Notable Patterns and Implementation Details

Collector Host / Logic Split

CommitCollectorHost exists purely as a thin adapter. Its own XML doc comment describes it as “a minimal integration class between the core of the collectors based on NuGet.Jobs infrastructure and the overly complex collector infrastructure that we have today.” Job-specific logic lives entirely in ICommitCollectorLogic implementations; the host provides only wiring.
// Consuming job registers its own logic:
services.AddTransient<ICommitCollectorLogic, MyJobCollectorLogic>();
// The host is already registered by AddV3():
services.AddTransient<ICollector, CommitCollectorHost>();

Concurrent Leaf Download Pattern

CommitCollectorUtility.GetEntryToDetailsLeafAsync uses a ConcurrentBag<CatalogCommitItem> as a work queue and spins up exactly MaxConcurrentCatalogLeafDownloads (default 64) Task.Yield()-seeded tasks via Task.WhenAll.
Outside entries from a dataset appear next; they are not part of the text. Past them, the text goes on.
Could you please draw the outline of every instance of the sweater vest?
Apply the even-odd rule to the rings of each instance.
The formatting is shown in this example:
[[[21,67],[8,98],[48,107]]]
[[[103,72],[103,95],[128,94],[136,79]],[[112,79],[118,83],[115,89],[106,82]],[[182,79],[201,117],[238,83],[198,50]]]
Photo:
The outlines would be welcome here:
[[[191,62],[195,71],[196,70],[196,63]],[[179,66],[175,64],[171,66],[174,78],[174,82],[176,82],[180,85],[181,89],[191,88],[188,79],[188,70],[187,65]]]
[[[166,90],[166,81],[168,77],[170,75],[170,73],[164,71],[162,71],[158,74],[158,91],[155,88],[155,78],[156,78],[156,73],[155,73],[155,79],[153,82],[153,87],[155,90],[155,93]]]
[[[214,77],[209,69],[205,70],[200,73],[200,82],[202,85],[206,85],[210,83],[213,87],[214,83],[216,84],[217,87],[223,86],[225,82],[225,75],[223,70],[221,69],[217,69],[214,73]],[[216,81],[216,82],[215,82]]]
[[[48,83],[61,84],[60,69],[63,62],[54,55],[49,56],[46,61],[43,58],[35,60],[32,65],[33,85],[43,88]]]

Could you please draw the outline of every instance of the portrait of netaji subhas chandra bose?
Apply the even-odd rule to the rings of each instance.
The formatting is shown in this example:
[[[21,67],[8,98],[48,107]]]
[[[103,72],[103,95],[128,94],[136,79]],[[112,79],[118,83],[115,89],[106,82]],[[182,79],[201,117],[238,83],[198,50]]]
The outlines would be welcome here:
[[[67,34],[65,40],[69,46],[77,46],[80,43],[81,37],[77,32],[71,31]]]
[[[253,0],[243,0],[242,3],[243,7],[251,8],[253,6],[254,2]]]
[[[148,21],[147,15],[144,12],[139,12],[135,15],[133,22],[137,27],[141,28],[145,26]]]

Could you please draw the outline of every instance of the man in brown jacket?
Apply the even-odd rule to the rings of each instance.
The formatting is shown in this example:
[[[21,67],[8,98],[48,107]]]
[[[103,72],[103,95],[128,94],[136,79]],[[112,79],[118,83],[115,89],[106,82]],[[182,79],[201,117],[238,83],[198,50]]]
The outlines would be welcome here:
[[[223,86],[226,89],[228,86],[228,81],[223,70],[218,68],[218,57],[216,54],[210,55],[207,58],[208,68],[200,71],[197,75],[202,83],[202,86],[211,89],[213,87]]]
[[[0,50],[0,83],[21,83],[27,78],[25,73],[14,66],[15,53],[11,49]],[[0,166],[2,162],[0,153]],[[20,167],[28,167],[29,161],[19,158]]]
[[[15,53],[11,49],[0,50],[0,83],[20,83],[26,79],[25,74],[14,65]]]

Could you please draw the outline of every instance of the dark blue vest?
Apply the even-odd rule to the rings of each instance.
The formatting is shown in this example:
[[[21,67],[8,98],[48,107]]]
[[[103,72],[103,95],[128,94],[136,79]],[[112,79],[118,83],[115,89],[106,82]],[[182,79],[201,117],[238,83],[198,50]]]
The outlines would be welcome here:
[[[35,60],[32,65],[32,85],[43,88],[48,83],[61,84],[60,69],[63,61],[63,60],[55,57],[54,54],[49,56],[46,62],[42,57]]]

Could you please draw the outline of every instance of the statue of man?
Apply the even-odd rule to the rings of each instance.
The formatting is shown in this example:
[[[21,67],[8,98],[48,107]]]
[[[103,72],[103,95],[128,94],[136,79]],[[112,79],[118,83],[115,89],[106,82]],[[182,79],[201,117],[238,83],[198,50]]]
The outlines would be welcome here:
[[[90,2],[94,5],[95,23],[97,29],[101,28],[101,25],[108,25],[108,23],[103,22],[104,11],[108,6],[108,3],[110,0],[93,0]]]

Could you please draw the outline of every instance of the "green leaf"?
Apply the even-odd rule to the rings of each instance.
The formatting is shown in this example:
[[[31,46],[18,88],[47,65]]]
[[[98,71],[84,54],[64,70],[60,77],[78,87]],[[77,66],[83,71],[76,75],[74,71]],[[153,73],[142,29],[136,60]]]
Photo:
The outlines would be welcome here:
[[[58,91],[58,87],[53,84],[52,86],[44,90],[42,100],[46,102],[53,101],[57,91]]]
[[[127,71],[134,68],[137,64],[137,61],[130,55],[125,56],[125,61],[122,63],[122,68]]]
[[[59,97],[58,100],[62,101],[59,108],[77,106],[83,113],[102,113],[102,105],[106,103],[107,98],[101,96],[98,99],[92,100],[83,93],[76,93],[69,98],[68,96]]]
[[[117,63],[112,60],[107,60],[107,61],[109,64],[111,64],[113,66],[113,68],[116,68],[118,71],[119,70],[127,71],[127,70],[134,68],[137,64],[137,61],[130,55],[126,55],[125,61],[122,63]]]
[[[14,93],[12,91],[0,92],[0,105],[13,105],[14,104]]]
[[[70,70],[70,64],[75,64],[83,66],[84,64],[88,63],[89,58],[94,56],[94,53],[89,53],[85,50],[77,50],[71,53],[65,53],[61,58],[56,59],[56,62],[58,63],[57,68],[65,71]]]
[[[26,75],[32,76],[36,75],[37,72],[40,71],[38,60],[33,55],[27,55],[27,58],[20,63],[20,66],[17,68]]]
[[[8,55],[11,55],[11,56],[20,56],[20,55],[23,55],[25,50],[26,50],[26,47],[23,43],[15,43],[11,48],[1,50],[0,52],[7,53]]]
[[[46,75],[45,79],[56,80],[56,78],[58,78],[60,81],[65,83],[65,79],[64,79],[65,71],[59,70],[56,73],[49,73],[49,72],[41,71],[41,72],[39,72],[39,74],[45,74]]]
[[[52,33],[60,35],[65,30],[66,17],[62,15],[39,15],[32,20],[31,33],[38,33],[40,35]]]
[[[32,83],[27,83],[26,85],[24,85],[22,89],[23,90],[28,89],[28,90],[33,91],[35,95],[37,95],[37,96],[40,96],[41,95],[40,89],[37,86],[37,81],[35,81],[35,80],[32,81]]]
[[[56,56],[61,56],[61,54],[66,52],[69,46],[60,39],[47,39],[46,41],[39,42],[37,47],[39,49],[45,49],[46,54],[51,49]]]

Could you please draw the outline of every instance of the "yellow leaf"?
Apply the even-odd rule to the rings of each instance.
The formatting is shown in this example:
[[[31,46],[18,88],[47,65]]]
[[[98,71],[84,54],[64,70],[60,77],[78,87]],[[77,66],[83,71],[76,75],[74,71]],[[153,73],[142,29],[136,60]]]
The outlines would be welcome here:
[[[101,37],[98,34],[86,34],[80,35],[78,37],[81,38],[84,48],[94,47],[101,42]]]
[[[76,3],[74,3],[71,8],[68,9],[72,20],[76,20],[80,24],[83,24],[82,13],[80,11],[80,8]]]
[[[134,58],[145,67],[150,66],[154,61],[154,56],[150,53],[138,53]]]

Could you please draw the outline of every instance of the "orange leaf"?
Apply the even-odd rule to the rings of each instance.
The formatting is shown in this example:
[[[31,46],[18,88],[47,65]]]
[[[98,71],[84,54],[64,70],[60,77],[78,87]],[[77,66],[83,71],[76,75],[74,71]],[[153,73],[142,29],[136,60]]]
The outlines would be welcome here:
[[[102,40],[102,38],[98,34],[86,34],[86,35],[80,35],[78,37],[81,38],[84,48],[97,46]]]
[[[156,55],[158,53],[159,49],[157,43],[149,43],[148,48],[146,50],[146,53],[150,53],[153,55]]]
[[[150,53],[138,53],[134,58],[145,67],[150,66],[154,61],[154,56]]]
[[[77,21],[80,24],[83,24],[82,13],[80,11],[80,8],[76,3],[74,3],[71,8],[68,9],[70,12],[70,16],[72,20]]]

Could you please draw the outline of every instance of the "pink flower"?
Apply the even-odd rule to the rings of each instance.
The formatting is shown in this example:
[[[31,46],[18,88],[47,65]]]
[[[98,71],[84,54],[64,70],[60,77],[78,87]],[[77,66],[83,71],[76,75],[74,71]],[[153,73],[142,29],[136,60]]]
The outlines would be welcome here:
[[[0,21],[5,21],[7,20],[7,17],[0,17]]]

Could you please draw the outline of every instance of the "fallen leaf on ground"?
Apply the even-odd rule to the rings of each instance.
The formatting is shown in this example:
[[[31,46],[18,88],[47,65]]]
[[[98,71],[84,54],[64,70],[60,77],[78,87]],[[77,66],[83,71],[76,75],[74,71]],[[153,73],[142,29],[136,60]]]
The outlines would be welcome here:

This avoids SemaphoreSlim ceremony while bounding concurrency precisely.
var tasks = Enumerable
    .Range(0, _options.Value.MaxConcurrentCatalogLeafDownloads)
    .Select(async _ =>
    {
        await Task.Yield();
        while (allWork.TryTake(out var work))
            // download leaf ...
    }).ToList();
await Task.WhenAll(tasks);
GetLatestPerIdentity throws InvalidOperationException if two catalog entries share the same package identity and the same commit timestamp. This is considered a data-integrity violation and is intentionally fatal rather than silently skipped.

Telemetry as IDisposable Duration Scope

IV3TelemetryService.TrackCatalogLeafDownloadBatch returns an IDisposable. The caller wraps the entire concurrent download loop in a using block, so elapsed time plus batch size are captured atomically.
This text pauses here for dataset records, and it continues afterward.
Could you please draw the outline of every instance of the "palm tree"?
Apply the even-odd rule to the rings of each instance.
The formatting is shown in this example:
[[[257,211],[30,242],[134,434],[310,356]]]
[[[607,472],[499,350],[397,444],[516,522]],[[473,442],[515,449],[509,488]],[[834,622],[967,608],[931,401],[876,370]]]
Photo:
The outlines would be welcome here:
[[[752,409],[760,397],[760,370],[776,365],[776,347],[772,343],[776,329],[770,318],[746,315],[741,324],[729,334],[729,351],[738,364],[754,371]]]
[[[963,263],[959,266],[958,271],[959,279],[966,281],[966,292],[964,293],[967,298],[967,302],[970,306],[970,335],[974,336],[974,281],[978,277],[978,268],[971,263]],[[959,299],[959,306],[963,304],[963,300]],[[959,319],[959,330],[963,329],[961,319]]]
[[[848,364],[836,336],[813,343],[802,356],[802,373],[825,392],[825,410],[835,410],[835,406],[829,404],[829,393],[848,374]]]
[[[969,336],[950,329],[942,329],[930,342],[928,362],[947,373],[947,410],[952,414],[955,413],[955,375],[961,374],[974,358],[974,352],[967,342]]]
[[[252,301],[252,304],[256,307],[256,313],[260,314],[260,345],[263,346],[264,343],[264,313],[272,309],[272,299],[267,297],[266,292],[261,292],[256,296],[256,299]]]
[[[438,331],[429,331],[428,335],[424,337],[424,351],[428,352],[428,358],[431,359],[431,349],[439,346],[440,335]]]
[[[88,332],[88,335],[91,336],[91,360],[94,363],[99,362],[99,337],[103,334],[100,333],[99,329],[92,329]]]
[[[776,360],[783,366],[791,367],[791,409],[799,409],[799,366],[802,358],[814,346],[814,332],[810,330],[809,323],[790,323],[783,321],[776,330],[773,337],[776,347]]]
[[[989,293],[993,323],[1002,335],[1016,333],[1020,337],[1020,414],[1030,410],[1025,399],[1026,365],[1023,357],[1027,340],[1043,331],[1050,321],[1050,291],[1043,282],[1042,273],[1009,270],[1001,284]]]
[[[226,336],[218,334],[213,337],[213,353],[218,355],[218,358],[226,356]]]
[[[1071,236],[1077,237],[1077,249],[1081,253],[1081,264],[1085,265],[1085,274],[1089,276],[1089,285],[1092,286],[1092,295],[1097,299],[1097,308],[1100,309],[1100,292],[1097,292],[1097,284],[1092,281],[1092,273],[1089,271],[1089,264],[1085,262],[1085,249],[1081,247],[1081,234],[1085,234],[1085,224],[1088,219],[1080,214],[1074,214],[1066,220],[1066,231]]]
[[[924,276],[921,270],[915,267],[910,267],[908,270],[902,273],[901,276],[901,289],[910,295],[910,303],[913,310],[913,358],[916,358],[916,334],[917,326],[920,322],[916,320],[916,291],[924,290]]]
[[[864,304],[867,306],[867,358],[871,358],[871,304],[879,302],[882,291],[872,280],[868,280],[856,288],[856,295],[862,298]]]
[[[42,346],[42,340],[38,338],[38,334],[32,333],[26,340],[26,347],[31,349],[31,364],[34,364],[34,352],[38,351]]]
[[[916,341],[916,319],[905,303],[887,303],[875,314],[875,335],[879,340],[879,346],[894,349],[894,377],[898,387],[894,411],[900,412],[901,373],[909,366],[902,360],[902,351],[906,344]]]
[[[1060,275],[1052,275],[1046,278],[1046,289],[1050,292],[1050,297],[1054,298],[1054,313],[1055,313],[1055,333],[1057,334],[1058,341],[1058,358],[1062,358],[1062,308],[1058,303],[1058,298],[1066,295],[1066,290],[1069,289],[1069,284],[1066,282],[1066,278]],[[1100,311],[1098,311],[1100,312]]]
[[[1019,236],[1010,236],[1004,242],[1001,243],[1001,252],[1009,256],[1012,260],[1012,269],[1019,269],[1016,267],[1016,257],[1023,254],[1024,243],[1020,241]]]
Registration URL Canonicalization

RegistrationUrlBuilder always lowercases both the package ID and the NuGet-normalized version string before building URLs. This matches the NuGet.org Registration hive’s actual file layout and avoids case-sensitivity mismatches on case-sensitive storage back-ends.
When reading a registration index that does not exist yet (e.g., for a package being published for the first time), IRegistrationClient.GetIndexOrNullAsync returns null rather than throwing. Callers should treat null as “package not yet registered” and handle it gracefully.

Azure Blob Retry Policy

DefaultBlobRequestOptions.Create() configures LocationMode.PrimaryThenSecondary with ExponentialRetry, giving Azure Storage operations automatic geo-redundant fallback. The 10-minute MaximumExecutionTime cap prevents indefinite hangs on large blob writes.